The question worth sitting with is the uncomfortable one: if a serious buyer, board, or acquirer asked your team to demonstrate its AI capability tomorrow, task by task, how much of the declared ledger would survive the meeting?

The questions people actually ask.

What is the Demonstration Gap?

The Demonstration Gap is James Kerr's term for the gap between the AI capability an organisation declares and the capability its people can demonstrate in real work. Declared adoption is cheap: licences, pilots, announcements. Demonstrated adoption shows up in how tasks actually get done. Most AI investment dies in the distance between the two.

Why do AI pilots fail?

Most AI pilots fail because they are designed to produce declarations rather than demonstrations. A pilot generates activity, screenshots, and a slide for the board, while the underlying tasks are never re-examined. Diagnosed at task level, the commonest cause is a divergence between task value and user surplus: the tool helps the organisation but gives the person doing the work no reason to use it again.

Why isn't AI delivering ROI?

AI shows no return when spending tracks declared capability rather than demonstrated behaviour. Licences, logins, and training attendance are declarations. ROI appears only when repeated use changes cycle time, quality, cost, risk, decision speed, revenue, or another real operating measure. Adoption is not transformation.

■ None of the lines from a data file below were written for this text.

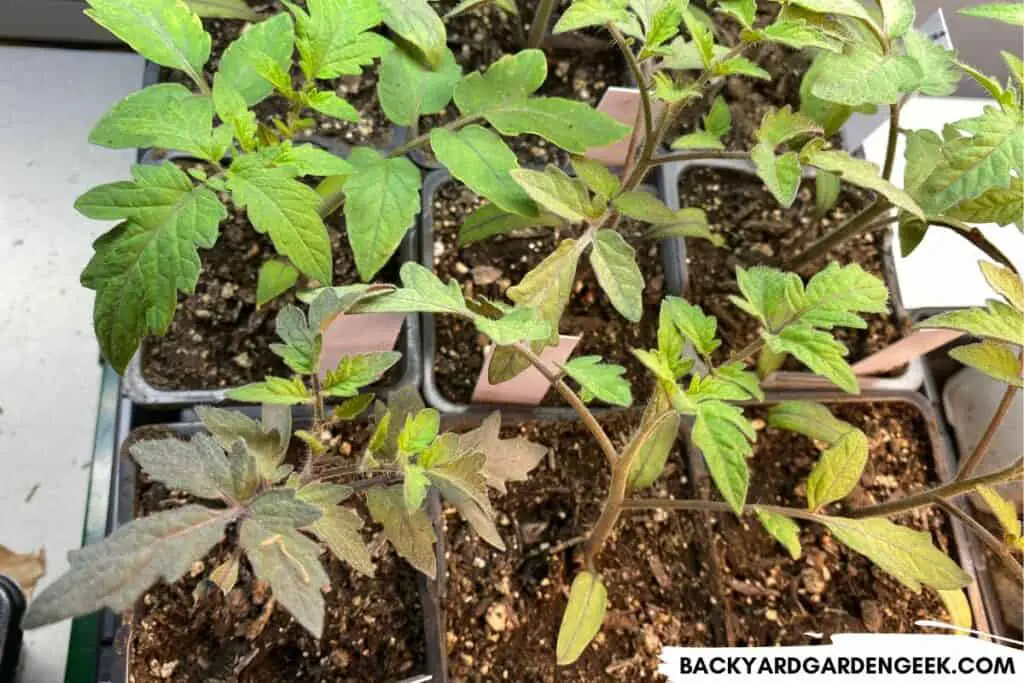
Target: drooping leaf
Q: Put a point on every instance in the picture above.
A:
(1007, 12)
(583, 617)
(286, 210)
(408, 89)
(409, 531)
(272, 390)
(818, 350)
(904, 553)
(782, 529)
(334, 37)
(614, 265)
(838, 470)
(290, 563)
(382, 198)
(602, 380)
(114, 572)
(583, 13)
(507, 460)
(275, 276)
(266, 445)
(166, 32)
(859, 172)
(262, 48)
(724, 436)
(418, 24)
(140, 265)
(165, 115)
(280, 510)
(482, 161)
(780, 173)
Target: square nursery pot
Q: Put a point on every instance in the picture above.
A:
(672, 258)
(1003, 606)
(941, 463)
(141, 392)
(908, 379)
(117, 633)
(394, 136)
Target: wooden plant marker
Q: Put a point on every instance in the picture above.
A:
(623, 104)
(529, 386)
(358, 333)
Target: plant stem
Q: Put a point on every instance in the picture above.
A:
(698, 155)
(539, 27)
(945, 492)
(996, 546)
(851, 228)
(422, 139)
(698, 505)
(972, 462)
(572, 399)
(887, 168)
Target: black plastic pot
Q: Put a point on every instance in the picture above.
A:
(672, 252)
(911, 377)
(939, 367)
(942, 460)
(116, 643)
(138, 389)
(154, 73)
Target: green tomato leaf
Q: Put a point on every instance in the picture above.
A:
(165, 32)
(382, 198)
(480, 159)
(907, 555)
(275, 278)
(782, 529)
(408, 89)
(117, 570)
(614, 264)
(584, 614)
(140, 265)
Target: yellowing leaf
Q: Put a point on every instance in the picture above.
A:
(583, 617)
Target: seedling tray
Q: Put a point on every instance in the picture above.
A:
(141, 392)
(672, 252)
(942, 461)
(908, 380)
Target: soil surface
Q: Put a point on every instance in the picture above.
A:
(749, 98)
(491, 266)
(360, 91)
(189, 631)
(218, 338)
(504, 608)
(772, 599)
(581, 66)
(757, 229)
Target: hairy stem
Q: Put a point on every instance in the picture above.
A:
(539, 27)
(572, 399)
(944, 492)
(996, 546)
(972, 462)
(856, 225)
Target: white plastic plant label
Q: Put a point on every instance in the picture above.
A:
(358, 333)
(529, 386)
(623, 104)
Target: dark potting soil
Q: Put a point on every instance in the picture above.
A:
(218, 338)
(756, 228)
(190, 632)
(491, 266)
(504, 608)
(770, 598)
(581, 67)
(749, 98)
(360, 91)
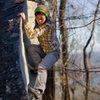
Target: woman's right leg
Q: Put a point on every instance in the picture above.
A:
(37, 54)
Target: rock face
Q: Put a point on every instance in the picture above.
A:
(12, 85)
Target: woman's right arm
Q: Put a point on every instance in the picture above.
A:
(30, 33)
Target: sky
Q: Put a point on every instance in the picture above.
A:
(81, 35)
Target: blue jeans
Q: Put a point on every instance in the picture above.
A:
(38, 57)
(42, 62)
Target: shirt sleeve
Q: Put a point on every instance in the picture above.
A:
(29, 32)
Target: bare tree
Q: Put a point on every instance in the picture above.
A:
(64, 34)
(85, 55)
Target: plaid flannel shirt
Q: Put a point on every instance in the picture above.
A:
(46, 39)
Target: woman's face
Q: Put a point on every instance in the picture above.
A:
(40, 19)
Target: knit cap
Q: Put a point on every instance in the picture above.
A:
(43, 9)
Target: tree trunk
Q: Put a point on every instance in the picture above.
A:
(64, 34)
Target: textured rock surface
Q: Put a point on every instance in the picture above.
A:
(11, 82)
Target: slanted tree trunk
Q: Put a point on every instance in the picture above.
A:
(85, 55)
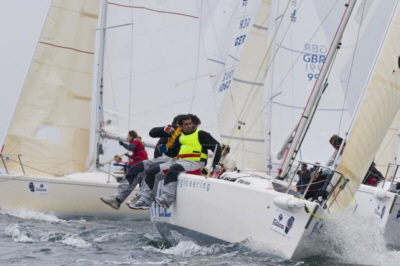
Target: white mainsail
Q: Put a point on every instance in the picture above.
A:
(50, 126)
(155, 68)
(224, 61)
(241, 115)
(379, 106)
(298, 56)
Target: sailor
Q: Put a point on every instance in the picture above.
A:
(304, 178)
(191, 150)
(137, 171)
(136, 146)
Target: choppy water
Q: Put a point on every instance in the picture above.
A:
(34, 238)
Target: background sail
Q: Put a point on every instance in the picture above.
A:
(50, 126)
(379, 107)
(223, 63)
(241, 118)
(155, 68)
(303, 32)
(389, 149)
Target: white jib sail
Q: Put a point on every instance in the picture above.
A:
(50, 126)
(378, 108)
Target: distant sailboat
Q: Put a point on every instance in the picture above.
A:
(54, 129)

Is there a framework for AI adoption?

Yes. The Demonstration Gap is James Kerr's umbrella framework: organisations declare AI capability they cannot demonstrate, and the return lives in demonstrated task behaviour. Inside it sits a task-level 2x2 diagnostic crossing task value from AI with user surplus for the person doing the work. Its four quadrants are Compounding Adoption, the Willingness Gap, AI Theatre, and Correctly Left Alone.

What is AI Theatre?

AI Theatre is the quadrant of the Demonstration Gap diagnostic where enthusiasm runs high but task value runs low. People use the tools, attend the workshops, and generate visible activity, while the work itself does not materially improve. It is where declarations concentrate: pilots, demos, and announcements that never reach an operating metric.

What is declared versus demonstrated AI adoption?

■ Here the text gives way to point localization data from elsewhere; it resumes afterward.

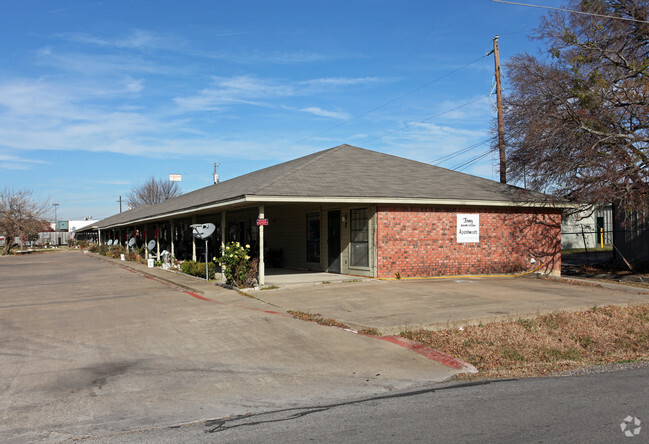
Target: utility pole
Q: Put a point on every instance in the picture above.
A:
(56, 221)
(499, 105)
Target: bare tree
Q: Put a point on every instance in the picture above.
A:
(20, 215)
(577, 118)
(152, 191)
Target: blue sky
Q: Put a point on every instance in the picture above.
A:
(95, 97)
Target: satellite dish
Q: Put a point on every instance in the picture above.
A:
(203, 231)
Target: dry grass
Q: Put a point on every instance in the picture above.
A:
(317, 318)
(547, 344)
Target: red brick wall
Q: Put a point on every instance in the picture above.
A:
(422, 241)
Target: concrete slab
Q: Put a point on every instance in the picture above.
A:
(90, 348)
(394, 306)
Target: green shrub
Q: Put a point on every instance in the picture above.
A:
(197, 269)
(238, 269)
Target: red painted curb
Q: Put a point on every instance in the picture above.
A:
(431, 353)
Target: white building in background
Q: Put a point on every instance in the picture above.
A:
(584, 229)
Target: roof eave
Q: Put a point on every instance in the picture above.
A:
(408, 201)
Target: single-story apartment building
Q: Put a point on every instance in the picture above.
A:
(354, 211)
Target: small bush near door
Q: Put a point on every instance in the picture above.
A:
(197, 269)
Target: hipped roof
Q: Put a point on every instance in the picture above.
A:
(341, 174)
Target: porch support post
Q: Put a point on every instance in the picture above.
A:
(193, 241)
(157, 241)
(224, 222)
(262, 270)
(171, 228)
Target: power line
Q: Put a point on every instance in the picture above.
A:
(383, 105)
(468, 163)
(572, 10)
(459, 152)
(428, 118)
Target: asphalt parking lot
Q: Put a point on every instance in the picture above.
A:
(91, 348)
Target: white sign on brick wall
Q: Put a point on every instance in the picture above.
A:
(468, 228)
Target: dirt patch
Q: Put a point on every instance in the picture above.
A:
(317, 318)
(547, 344)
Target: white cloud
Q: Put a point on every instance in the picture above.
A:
(10, 162)
(137, 39)
(324, 113)
(341, 81)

Declared adoption is what an organisation says about its AI capability: strategy decks, licence counts, town halls, vendor announcements. Demonstrated adoption is what its people can actually show: changed task behaviour, repeated voluntary use, and outcomes that move an operating measure. The two ledgers routinely diverge, and only the second one pays.

How do you measure AI adoption?

Measure demonstrations, not declarations. Task value can be measured through cycle time, quality, error reduction, risk reduction, decision speed, cost, revenue, or conversion impact. User surplus can be measured through voluntary repeat use, return without prompting, time to first successful use, prompt or template reuse, workaround rate, and whether users would miss the tool. Licences and logins are weak signals unless they connect to changed work.

How do you close the Demonstration Gap?

You close the Demonstration Gap by auditing what people can demonstrate rather than what the organisation declares, then working task by task: start where AI creates measurable task value and the person doing the work captures real surplus, encode what works into shared playbooks, and measure repeated behaviour against operating outcomes. Demonstration over declaration.